# synodontis petricola catfish tank...



## Johnny579 (Aug 22, 2014)

Ive been planning a new tank for a while now and after much research ive finally come to conclusion of the layout and stocking of the tank. It will be a 20 gallon tank with 2 inches of white sand substrate. I have piece of driftwood that will arch nicely and provide plenty of hiding places and leave enough room for some smooth rocks for caves. It will be lightly planted moss balls java fern, maybe anubias and im debating a floating plant. If i happen across some plants thats not already in my other tanks im may try it. 
The definite fish will include
-1 synodontis petricola catfish
-1 marbled or spotted raphael catfish
-4 african dwarf drogs
-6 dalmation mollies
From what research ive done and some personal experience, that should make for a peaceful tank. I will admit to being new to the synodontis and the mollies but i have years of experience with adfs and ive had a striped raphael for a while.

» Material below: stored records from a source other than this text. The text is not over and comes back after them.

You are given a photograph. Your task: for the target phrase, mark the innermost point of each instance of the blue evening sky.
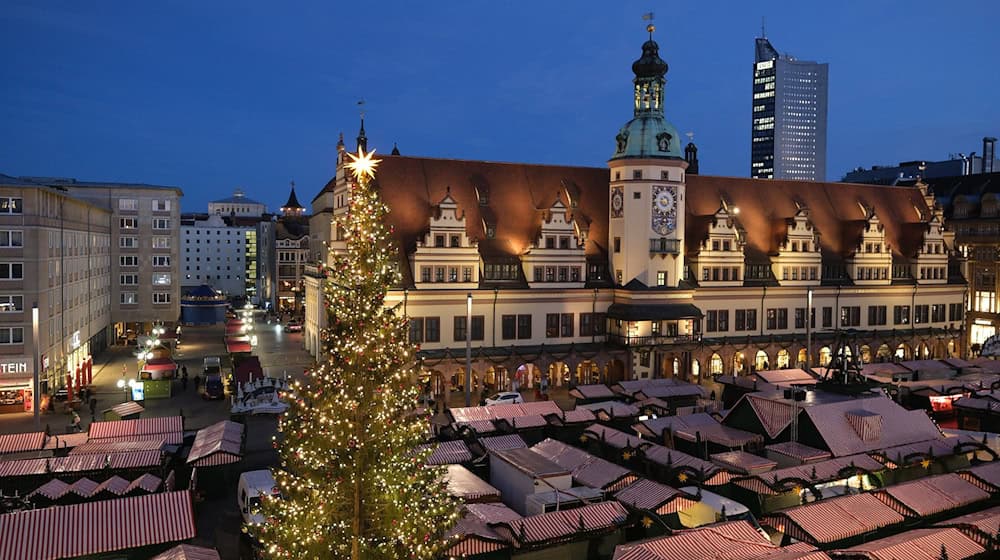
(211, 96)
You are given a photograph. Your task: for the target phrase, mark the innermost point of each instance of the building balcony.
(662, 246)
(651, 340)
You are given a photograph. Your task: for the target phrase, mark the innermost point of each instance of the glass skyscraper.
(788, 140)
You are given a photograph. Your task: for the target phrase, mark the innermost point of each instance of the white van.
(253, 485)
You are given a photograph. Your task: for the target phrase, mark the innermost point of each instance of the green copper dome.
(648, 135)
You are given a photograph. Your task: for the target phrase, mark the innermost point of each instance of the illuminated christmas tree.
(352, 482)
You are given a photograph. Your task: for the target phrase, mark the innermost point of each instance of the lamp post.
(809, 317)
(37, 366)
(468, 349)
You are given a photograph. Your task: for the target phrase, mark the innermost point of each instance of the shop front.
(15, 384)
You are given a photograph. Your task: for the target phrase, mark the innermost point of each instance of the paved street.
(279, 352)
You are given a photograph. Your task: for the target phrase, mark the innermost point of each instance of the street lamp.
(126, 387)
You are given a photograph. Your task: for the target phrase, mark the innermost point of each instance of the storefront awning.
(237, 347)
(159, 364)
(653, 312)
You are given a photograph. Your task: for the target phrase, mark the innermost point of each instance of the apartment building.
(56, 252)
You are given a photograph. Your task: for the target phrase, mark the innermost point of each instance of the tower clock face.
(664, 214)
(617, 202)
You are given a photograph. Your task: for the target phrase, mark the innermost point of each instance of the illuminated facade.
(644, 270)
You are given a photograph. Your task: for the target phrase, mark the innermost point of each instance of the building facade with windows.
(215, 252)
(55, 251)
(145, 239)
(643, 270)
(788, 134)
(237, 205)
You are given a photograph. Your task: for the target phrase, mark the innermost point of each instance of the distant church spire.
(362, 139)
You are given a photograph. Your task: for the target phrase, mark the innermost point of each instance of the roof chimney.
(989, 153)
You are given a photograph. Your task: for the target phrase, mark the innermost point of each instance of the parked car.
(214, 387)
(507, 397)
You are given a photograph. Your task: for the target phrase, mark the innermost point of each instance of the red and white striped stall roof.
(587, 469)
(918, 544)
(137, 427)
(188, 552)
(16, 443)
(835, 519)
(147, 483)
(499, 443)
(564, 525)
(66, 441)
(96, 527)
(653, 496)
(987, 475)
(448, 453)
(24, 467)
(53, 489)
(218, 444)
(578, 416)
(115, 485)
(105, 446)
(735, 540)
(982, 525)
(466, 486)
(614, 438)
(934, 494)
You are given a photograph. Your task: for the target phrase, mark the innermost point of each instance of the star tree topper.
(363, 165)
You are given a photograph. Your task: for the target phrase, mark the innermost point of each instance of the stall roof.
(692, 426)
(653, 496)
(813, 473)
(733, 540)
(598, 391)
(218, 444)
(586, 469)
(917, 544)
(159, 364)
(466, 486)
(105, 446)
(138, 427)
(787, 377)
(188, 552)
(563, 526)
(934, 494)
(835, 519)
(448, 452)
(111, 525)
(238, 347)
(531, 463)
(17, 443)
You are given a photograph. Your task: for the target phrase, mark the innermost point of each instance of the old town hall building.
(648, 269)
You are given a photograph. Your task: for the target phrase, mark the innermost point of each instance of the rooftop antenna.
(650, 27)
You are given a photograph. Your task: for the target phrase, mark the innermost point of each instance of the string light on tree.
(353, 483)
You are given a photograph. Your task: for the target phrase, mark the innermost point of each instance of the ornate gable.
(556, 255)
(798, 260)
(872, 259)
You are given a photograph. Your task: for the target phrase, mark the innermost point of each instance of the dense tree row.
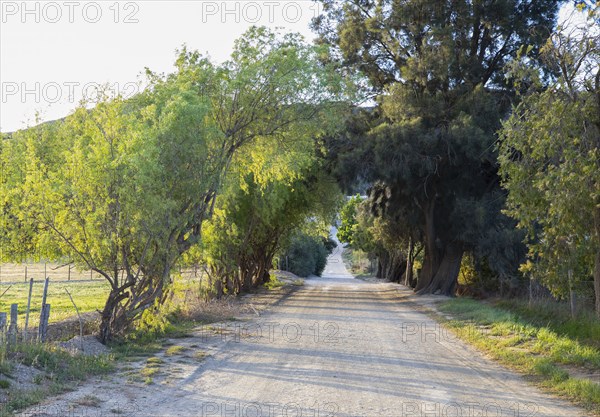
(444, 76)
(126, 187)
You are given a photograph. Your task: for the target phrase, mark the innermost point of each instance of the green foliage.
(306, 255)
(549, 157)
(124, 188)
(437, 70)
(541, 352)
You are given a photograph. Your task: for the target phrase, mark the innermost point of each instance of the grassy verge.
(89, 296)
(56, 371)
(549, 354)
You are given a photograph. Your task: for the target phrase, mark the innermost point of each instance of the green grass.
(175, 350)
(557, 317)
(60, 372)
(273, 283)
(89, 296)
(538, 351)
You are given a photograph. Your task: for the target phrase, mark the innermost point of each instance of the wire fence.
(11, 273)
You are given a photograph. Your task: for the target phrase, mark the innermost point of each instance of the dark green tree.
(436, 70)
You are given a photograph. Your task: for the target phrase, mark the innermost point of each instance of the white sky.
(52, 53)
(48, 66)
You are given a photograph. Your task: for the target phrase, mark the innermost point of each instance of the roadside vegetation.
(479, 159)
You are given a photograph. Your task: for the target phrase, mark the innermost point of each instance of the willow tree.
(124, 188)
(436, 70)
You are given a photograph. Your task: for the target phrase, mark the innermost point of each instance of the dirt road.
(336, 347)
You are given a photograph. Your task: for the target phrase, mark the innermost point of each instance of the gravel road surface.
(337, 346)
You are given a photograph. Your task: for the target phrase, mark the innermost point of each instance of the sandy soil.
(336, 346)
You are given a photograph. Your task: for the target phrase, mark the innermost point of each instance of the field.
(38, 271)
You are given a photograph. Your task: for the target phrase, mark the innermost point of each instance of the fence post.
(2, 326)
(28, 309)
(12, 329)
(43, 330)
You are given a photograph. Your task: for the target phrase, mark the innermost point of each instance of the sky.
(54, 53)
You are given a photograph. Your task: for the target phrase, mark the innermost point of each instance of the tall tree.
(550, 159)
(124, 188)
(436, 70)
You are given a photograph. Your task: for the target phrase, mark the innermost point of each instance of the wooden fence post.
(43, 330)
(12, 328)
(43, 316)
(28, 309)
(2, 327)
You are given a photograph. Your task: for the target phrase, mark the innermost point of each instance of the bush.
(306, 255)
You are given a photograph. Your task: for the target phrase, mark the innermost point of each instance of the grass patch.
(527, 346)
(89, 401)
(273, 283)
(175, 350)
(557, 317)
(89, 296)
(60, 372)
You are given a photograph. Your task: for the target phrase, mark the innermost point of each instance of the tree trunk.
(113, 321)
(409, 263)
(597, 261)
(444, 281)
(431, 261)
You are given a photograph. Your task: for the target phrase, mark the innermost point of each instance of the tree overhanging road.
(337, 346)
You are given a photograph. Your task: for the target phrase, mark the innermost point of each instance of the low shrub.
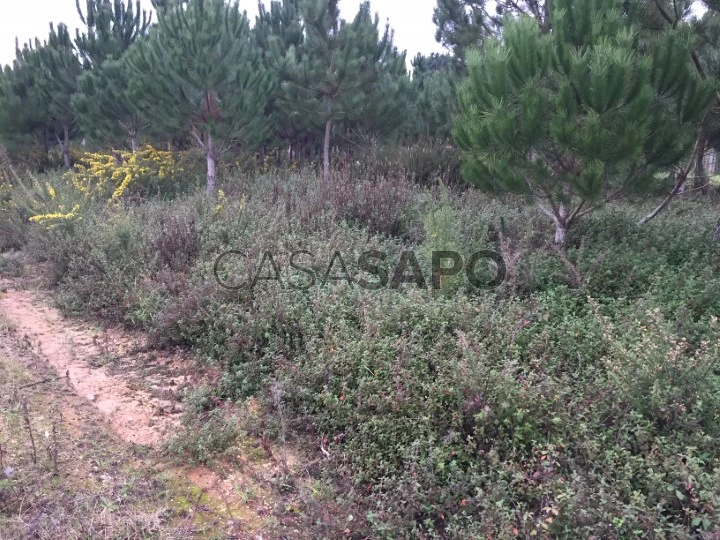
(580, 399)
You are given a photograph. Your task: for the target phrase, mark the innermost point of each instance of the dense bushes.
(579, 399)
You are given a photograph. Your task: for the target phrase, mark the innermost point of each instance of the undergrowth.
(579, 398)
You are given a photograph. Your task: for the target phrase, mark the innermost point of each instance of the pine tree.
(336, 68)
(104, 109)
(435, 79)
(279, 30)
(201, 70)
(580, 115)
(466, 24)
(23, 112)
(57, 70)
(111, 27)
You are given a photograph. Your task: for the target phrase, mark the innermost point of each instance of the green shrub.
(579, 400)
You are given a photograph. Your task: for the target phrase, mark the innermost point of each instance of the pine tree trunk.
(134, 142)
(560, 233)
(561, 226)
(700, 174)
(66, 147)
(326, 145)
(211, 154)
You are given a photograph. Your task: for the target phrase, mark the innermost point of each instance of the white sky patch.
(28, 19)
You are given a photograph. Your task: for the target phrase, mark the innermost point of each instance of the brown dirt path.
(138, 415)
(138, 392)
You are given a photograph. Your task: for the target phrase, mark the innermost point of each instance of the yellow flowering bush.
(106, 176)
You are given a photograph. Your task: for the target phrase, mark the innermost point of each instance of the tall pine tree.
(58, 69)
(201, 70)
(580, 115)
(24, 116)
(105, 111)
(337, 67)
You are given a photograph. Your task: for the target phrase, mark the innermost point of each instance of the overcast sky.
(27, 19)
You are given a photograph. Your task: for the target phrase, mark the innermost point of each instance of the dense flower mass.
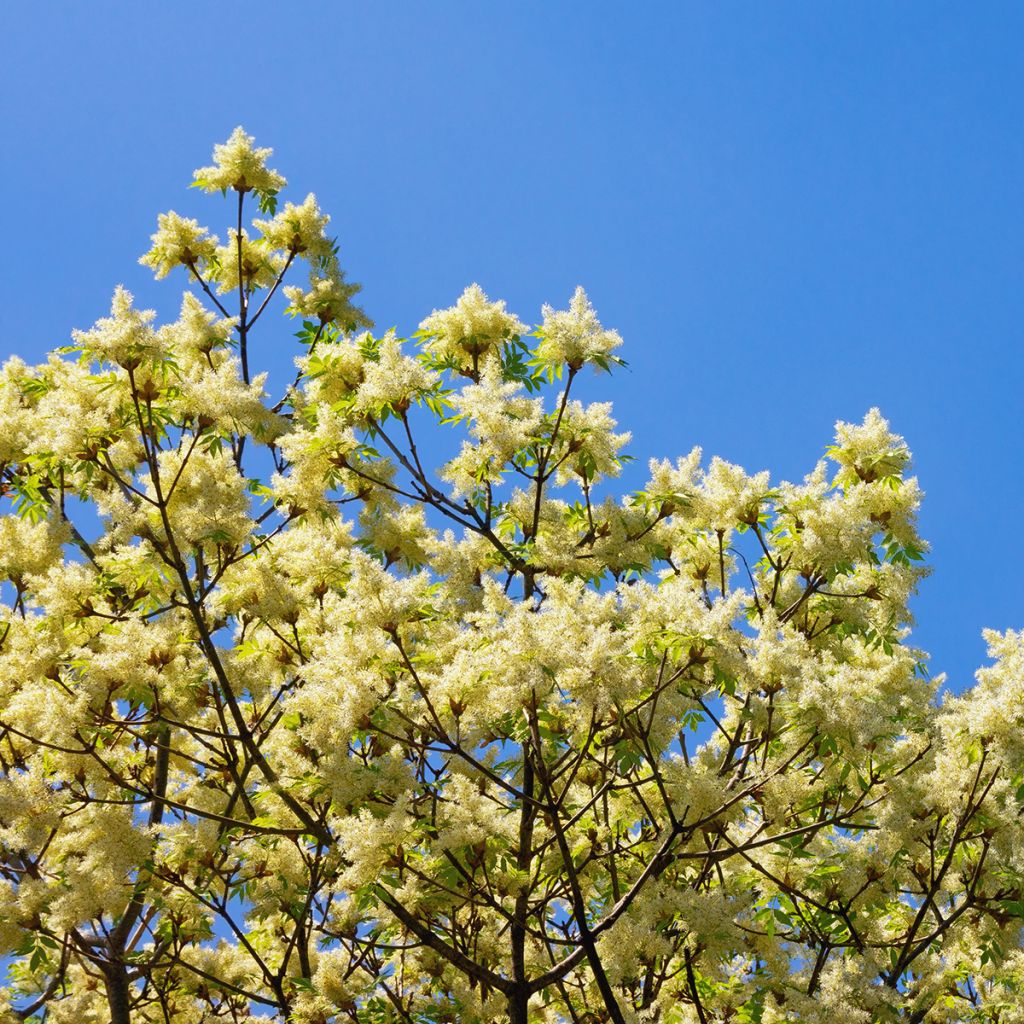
(295, 722)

Some maybes for the tank are
-ghost catfish
-a clown, rubberlip, or bushy nose pleco
-rasboras (possible molly alternative, again never had them)
-kuhli loaches
-indian almond leaves
-betta (i do love bettas and hardly skip a chance to drop one in when i have a compatible tank)

I would love some suggestions and to hear opinions on my setup. Thanks


----------



## Johnny579 (Aug 22, 2014)

As a side note another maybe and molly alternative would be a female betta sorority. But again thats a maybe.


----------



## n25philly (Dec 5, 2013)

Did a quick look for you, and right off the bat the sydontis petricola should be kept in groups of 4 or more. Also a 20 gal is too small for what you have planned let alone any of the maybes


----------